La journée internationale des Détenus-Disparus.

(Extraits d’articles de SOA Watch et Ollantay Itzamná,
publiés par REBELION septembre 2014).

A l’initiative de la Fédération Latino-américaine des Associations de Familles de Détenus-Disparus (FEDEFAM), et avec l’appui de l’ONU, depuis 2011 le 30 août est la journée commémorative des Détenus-Disparus.
A cette occasion, les survivants, familles et amis, ainsi que les organisations de Droits de l’Homme, organisent des expositions photographiques, des conférences, témoignages, célébrations, et autres activités, dans le but de maintenir vive la mémoire et les espérances des peuples violentés.

En ce jour, nous nous souvenons de ces personnes qui furent capturées par les forces armées et de sécurité et dont on ne sait plus rien. La disparition forcée, comme pratique du système, s’est installée dans toute l’Amérique Latine durant les décennies 60, 70 et 80.

La disparition forcée engendre une torture psychologique pour les proches des disparus. Elle constitue l’un des crimes les plus horribles de lèse-humanité et c’est une violation qui se perpétue jour après jour, tant que la personne n’apparait pas. Les proches ne peuvent faire le deuil, ne peuvent trouver les restes, et vivent une torture psychologique faite d’angoisse et de tristesse.

Au Guatemala, ce sont environ 45 000 familles qui cherchent encore les leurs, détenus et disparus durant la guerre civile. Le « Diario Militar », découvert en 1999, avec les données de 184 Guatémaltèques disparu(e)s, et les archives historiques de la Police Nationale Civile, avec 80 millions de documents, découverts fortuitement en 2005, constituent des documents probants qui permettront de définir le sort des coupables et apaiseront les familles.

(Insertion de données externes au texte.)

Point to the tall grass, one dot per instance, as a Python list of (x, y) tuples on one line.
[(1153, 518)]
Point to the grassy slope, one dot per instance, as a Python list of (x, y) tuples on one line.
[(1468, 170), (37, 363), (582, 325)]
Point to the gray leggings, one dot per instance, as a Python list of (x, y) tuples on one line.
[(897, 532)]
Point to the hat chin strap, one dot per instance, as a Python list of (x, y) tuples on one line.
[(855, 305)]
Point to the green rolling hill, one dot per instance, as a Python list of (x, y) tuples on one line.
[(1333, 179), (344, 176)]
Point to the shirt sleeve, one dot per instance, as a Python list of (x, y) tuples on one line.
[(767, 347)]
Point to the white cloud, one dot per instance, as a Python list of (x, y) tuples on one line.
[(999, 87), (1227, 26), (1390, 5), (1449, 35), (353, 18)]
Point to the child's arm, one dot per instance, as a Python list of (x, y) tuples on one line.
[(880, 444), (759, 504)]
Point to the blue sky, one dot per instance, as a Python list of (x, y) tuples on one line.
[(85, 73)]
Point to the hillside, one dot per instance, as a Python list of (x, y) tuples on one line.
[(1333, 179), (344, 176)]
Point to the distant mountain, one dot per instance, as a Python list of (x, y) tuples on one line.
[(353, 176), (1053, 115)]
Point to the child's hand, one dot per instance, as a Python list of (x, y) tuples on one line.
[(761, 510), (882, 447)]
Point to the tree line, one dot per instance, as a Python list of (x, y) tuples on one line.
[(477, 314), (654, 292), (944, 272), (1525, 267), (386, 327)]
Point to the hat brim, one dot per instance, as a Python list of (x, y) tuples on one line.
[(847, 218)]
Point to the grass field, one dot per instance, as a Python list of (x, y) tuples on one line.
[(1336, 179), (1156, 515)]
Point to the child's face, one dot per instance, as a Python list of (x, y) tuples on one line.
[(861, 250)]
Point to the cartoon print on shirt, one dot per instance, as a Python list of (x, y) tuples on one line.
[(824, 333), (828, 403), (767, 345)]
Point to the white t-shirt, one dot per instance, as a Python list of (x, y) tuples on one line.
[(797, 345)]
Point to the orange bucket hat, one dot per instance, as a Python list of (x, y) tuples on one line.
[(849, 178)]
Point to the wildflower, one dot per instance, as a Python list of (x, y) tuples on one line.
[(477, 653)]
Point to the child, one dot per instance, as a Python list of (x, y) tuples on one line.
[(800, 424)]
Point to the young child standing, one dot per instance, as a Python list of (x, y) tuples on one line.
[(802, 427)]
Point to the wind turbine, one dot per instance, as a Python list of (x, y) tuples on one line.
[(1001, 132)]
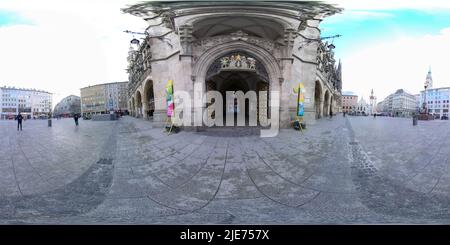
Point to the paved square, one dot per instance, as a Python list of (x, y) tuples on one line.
[(343, 170)]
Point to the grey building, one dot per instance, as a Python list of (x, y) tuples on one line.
[(103, 98), (31, 103), (68, 106), (399, 104), (234, 46)]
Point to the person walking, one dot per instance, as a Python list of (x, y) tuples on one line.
[(75, 117), (19, 119)]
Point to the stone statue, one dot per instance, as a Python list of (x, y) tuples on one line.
[(238, 60), (232, 61), (224, 62), (252, 63), (244, 62)]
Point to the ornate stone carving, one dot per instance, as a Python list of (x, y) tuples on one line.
[(205, 44), (326, 66), (186, 38), (237, 61)]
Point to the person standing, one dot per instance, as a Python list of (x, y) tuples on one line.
[(19, 119), (75, 117)]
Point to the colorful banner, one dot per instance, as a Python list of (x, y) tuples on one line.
[(169, 98)]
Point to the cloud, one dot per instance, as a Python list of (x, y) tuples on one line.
[(398, 63), (391, 4), (356, 15), (69, 45)]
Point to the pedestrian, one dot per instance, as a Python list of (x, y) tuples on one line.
[(19, 121), (75, 117)]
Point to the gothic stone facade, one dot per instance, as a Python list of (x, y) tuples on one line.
[(230, 45)]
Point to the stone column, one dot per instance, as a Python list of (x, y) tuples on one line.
[(145, 109), (321, 106)]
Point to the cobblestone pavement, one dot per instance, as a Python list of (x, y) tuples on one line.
[(339, 171)]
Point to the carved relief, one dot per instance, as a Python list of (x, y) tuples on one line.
[(236, 61), (205, 44)]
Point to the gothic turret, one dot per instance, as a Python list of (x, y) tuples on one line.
[(429, 80)]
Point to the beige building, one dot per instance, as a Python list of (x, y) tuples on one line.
[(103, 98), (398, 104), (234, 46), (349, 102), (31, 103)]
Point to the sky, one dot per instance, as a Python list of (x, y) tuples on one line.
[(63, 45)]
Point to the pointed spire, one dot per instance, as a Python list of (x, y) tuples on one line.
[(429, 79)]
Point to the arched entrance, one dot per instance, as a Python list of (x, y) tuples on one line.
[(326, 105), (149, 99), (239, 71), (138, 104), (318, 99), (133, 107)]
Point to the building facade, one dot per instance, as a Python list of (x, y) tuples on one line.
[(399, 104), (103, 98), (68, 107), (437, 101), (349, 102), (362, 108), (31, 103), (234, 46), (373, 104)]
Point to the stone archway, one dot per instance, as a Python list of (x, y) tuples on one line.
[(133, 107), (148, 100), (242, 74), (326, 105), (318, 99), (263, 57), (138, 104)]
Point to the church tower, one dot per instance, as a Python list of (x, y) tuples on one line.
[(429, 80), (373, 104)]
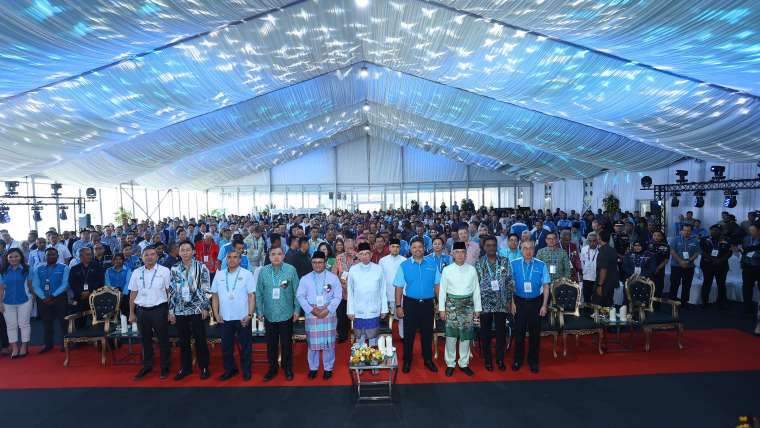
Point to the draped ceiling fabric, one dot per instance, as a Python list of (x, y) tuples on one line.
[(172, 92)]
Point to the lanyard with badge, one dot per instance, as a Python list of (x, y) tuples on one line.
[(495, 276), (320, 289), (527, 284), (231, 293)]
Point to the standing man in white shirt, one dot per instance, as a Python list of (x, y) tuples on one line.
[(234, 303), (148, 306), (589, 252), (367, 296), (389, 264)]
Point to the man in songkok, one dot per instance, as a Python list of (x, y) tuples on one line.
[(319, 294), (459, 306)]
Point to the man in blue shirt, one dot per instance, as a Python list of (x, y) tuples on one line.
[(683, 251), (531, 298), (416, 283), (49, 283)]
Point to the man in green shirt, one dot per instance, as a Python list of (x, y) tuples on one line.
[(278, 307)]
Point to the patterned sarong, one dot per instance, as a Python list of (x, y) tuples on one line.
[(459, 311), (320, 332)]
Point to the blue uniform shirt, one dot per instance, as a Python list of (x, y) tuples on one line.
[(680, 245), (14, 282), (57, 274), (119, 279), (441, 261), (417, 279), (536, 272)]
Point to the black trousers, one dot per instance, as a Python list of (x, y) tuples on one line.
[(489, 320), (279, 338), (750, 280), (154, 320), (192, 326), (682, 277), (50, 313), (719, 275), (527, 318), (229, 330), (418, 315), (343, 323), (588, 290)]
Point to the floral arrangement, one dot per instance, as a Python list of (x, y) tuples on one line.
[(361, 354)]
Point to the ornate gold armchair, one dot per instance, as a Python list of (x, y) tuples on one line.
[(566, 305), (640, 293), (104, 311)]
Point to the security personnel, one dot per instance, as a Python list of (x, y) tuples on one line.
[(661, 250), (530, 302), (416, 282), (49, 283), (714, 264), (638, 261), (684, 250)]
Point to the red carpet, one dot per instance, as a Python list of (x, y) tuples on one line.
[(705, 351)]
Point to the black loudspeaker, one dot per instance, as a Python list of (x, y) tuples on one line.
[(84, 221), (654, 208)]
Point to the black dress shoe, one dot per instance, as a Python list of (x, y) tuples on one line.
[(468, 371), (431, 366), (228, 375), (142, 372), (182, 374), (271, 373)]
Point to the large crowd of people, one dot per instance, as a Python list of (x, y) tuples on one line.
[(348, 272)]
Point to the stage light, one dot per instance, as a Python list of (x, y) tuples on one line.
[(700, 202), (10, 188), (718, 172), (56, 187), (674, 200), (729, 199)]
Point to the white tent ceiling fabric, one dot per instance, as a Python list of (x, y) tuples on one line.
[(535, 90)]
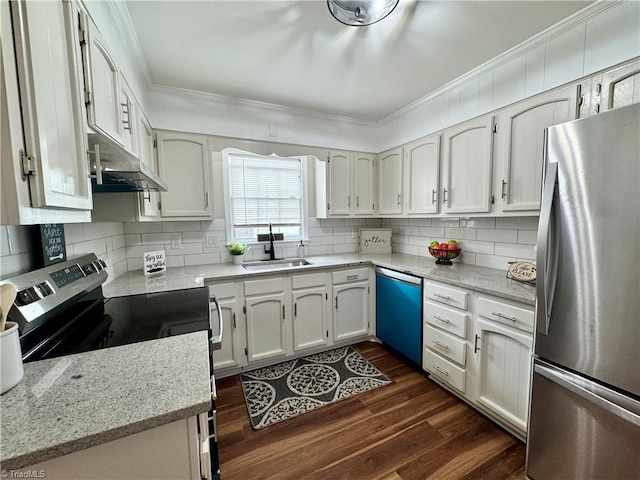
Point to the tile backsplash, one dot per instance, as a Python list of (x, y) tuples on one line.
[(106, 240), (489, 242)]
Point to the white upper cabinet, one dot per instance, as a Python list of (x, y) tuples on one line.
[(184, 162), (130, 122), (53, 155), (390, 182), (345, 185), (364, 186), (421, 175), (339, 183), (619, 87), (467, 162), (520, 147), (102, 84)]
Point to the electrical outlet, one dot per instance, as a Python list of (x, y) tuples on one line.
[(211, 240)]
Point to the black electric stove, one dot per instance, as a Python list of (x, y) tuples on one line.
[(61, 310)]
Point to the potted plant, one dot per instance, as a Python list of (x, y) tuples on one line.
[(237, 251)]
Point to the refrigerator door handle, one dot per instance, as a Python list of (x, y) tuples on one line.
[(604, 398), (544, 287)]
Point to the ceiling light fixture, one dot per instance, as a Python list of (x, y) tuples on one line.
[(359, 13)]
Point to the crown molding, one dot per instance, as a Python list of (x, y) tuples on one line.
[(531, 43)]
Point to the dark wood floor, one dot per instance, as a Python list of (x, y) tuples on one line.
[(409, 430)]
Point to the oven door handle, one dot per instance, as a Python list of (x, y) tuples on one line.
[(216, 340)]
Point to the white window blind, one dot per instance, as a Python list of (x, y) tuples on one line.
[(263, 190)]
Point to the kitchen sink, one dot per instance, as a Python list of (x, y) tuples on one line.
[(274, 264)]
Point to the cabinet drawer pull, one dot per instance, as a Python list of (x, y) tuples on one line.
[(443, 320), (441, 345), (506, 317), (446, 374)]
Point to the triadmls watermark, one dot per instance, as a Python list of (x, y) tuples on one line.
[(23, 474)]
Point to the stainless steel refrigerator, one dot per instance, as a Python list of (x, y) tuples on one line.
[(584, 418)]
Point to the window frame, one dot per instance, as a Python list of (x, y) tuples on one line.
[(304, 187)]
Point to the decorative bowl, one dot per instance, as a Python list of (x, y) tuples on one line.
[(444, 255)]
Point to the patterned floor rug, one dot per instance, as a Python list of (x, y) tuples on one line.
[(286, 390)]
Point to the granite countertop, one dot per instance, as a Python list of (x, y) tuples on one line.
[(481, 279), (77, 401)]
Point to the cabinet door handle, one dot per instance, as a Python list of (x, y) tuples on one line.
[(443, 320), (506, 317), (444, 372), (441, 345)]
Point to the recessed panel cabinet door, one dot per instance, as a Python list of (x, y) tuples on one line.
[(309, 318), (364, 184), (102, 85), (51, 100), (503, 370), (350, 310), (266, 330), (184, 162), (339, 183), (390, 182), (520, 133), (422, 169), (468, 152)]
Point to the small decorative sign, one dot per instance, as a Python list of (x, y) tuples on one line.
[(54, 249), (154, 262), (375, 240), (524, 272)]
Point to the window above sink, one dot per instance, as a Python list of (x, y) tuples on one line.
[(259, 190)]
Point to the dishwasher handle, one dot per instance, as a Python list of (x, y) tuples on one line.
[(403, 277)]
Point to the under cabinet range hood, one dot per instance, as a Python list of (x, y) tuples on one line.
[(113, 169)]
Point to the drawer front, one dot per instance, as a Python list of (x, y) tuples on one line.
[(223, 290), (453, 321), (345, 276), (445, 344), (506, 313), (306, 281), (444, 370), (446, 295), (261, 287)]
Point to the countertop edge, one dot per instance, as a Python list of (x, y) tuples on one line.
[(49, 453)]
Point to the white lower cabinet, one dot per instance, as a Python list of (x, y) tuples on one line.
[(166, 452), (230, 354), (266, 315), (309, 298), (271, 318), (502, 348), (479, 347), (503, 360), (446, 315), (351, 303)]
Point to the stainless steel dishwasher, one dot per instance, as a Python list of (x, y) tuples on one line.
[(399, 312)]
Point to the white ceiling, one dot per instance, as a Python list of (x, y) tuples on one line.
[(293, 53)]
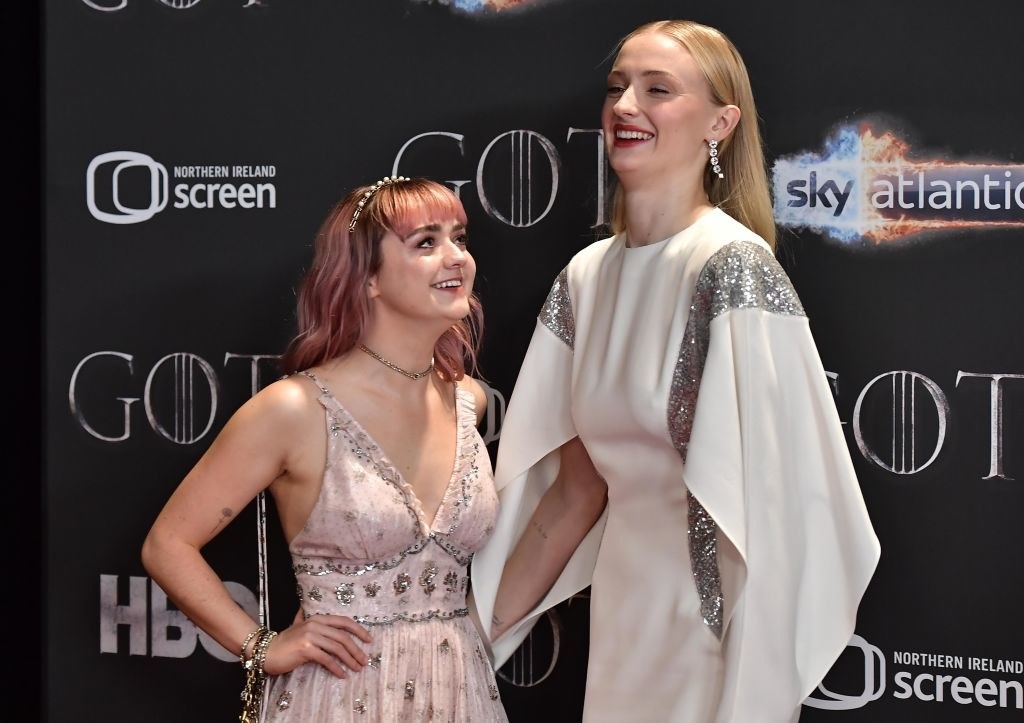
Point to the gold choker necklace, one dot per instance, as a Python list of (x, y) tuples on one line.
[(396, 368)]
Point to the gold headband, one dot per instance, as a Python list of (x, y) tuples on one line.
[(386, 180)]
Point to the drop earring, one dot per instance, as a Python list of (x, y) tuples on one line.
[(713, 158)]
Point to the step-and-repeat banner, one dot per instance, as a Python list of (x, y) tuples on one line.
[(193, 146)]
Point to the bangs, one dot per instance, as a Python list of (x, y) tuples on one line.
[(402, 207)]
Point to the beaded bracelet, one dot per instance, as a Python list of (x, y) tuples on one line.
[(252, 693)]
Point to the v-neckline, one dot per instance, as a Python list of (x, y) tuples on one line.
[(384, 460)]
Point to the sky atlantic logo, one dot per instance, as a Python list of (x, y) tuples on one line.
[(128, 186), (866, 185)]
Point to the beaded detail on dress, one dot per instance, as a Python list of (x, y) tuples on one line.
[(368, 552)]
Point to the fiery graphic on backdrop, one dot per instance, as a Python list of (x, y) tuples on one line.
[(471, 6), (867, 186)]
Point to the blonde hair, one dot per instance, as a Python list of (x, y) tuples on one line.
[(744, 193)]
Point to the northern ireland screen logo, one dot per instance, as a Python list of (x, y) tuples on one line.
[(869, 185), (128, 186)]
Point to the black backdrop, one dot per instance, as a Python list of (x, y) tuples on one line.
[(151, 327)]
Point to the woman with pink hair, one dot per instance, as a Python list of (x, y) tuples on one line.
[(382, 483)]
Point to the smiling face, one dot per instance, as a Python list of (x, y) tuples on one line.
[(426, 272), (658, 112)]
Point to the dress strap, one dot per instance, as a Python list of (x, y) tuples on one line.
[(262, 567)]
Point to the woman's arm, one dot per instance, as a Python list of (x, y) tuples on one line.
[(260, 443), (566, 512)]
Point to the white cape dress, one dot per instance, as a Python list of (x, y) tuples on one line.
[(727, 568)]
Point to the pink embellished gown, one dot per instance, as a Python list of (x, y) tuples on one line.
[(368, 551)]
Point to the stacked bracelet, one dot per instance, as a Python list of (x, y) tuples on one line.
[(252, 693)]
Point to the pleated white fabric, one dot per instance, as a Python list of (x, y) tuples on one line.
[(727, 569)]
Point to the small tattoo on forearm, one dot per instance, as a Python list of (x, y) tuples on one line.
[(225, 515)]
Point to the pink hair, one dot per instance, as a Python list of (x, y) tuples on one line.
[(333, 308)]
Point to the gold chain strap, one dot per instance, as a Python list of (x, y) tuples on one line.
[(252, 693)]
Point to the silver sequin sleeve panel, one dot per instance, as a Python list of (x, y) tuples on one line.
[(556, 313), (740, 274)]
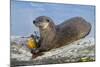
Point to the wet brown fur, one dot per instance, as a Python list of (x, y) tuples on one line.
[(55, 36)]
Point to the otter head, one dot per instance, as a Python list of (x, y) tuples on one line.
[(43, 22)]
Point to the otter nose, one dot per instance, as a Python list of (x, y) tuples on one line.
[(34, 22)]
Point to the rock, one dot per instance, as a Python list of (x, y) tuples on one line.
[(78, 51)]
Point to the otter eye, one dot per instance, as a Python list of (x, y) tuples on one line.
[(48, 20)]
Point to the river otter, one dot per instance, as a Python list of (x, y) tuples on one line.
[(54, 36)]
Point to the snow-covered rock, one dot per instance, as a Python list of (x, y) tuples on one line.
[(73, 52)]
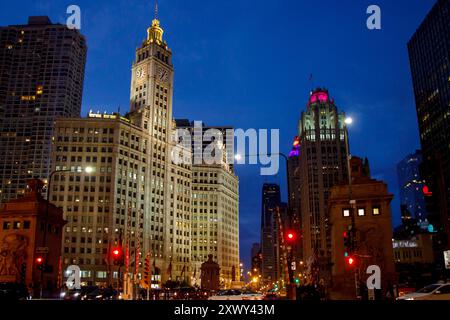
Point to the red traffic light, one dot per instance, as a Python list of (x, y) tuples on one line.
[(116, 252), (426, 191), (290, 236), (351, 261)]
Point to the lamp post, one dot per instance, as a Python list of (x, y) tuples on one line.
[(88, 170), (352, 202)]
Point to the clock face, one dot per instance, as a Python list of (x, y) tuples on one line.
[(163, 75), (140, 73)]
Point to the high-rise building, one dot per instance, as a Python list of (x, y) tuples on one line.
[(294, 217), (215, 204), (41, 78), (373, 233), (411, 188), (256, 248), (429, 60), (136, 197), (131, 199), (271, 202), (322, 164)]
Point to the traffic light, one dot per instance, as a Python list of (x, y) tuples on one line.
[(40, 263), (351, 261), (290, 236), (117, 255)]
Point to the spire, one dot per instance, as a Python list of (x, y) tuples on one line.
[(155, 32)]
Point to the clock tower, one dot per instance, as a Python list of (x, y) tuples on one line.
[(152, 84)]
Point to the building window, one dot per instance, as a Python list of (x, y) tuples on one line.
[(376, 211), (346, 212)]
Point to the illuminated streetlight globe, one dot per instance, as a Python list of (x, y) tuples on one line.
[(89, 169), (348, 120)]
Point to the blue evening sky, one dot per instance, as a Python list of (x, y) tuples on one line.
[(247, 63)]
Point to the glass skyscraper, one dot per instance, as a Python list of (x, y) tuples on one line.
[(41, 78), (429, 58)]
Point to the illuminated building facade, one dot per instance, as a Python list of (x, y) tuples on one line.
[(429, 61), (295, 218), (136, 195), (411, 188), (373, 223), (215, 207), (270, 248), (41, 78), (322, 164)]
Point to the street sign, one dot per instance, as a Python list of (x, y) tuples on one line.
[(42, 250)]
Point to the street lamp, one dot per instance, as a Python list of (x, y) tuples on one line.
[(88, 170), (348, 121)]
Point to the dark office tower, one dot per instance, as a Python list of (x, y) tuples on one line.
[(295, 222), (41, 78), (429, 58), (411, 186), (322, 165), (271, 201)]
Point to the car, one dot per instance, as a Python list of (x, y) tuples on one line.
[(102, 294), (271, 296), (233, 294), (77, 294), (438, 291), (13, 291)]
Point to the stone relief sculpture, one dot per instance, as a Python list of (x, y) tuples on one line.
[(13, 249)]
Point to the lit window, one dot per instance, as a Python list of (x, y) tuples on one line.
[(376, 211)]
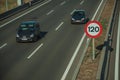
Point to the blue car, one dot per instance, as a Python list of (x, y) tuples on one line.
[(79, 16), (28, 31)]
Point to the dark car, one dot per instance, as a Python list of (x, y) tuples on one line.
[(28, 31), (79, 16)]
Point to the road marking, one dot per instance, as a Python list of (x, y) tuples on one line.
[(50, 12), (24, 14), (35, 51), (3, 45), (82, 2), (59, 26), (63, 3), (117, 53), (78, 47)]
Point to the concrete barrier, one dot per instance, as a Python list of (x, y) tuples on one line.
[(103, 64), (11, 12)]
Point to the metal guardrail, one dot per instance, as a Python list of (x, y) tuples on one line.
[(18, 9), (97, 17), (103, 64)]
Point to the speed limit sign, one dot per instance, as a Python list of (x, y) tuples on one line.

Doña Feliciana Macario, indigène maya quiché et représentante de CONAVIGUA, qui a perdu 4 membres de sa famille durant le conflit armé, affirme : « Nous ne savons pas combien de temps il faudra au Guatemala pour guérir les blessures profondes causées par les 36 années de guerre interne, mais ce dont nous sommes sûrs, c’est que la vérité et la justice sont l’unique chemin pour ne pas faire cadeau de l’impunité aux coupables. »

Comme le clament les survivants : « Ni oubli, ni vengeance. Justice! » Mais pour accélérer les processus de transformations structurelles au niveau de l’Etat et de la société, il manque une conscience politique du peuple offensé…
Utilisons cette journée pour éduquer. La vérité doit nous servir d’outil pour faire face au silence et en particulier pour parler du rôle joué par les Etats Unis.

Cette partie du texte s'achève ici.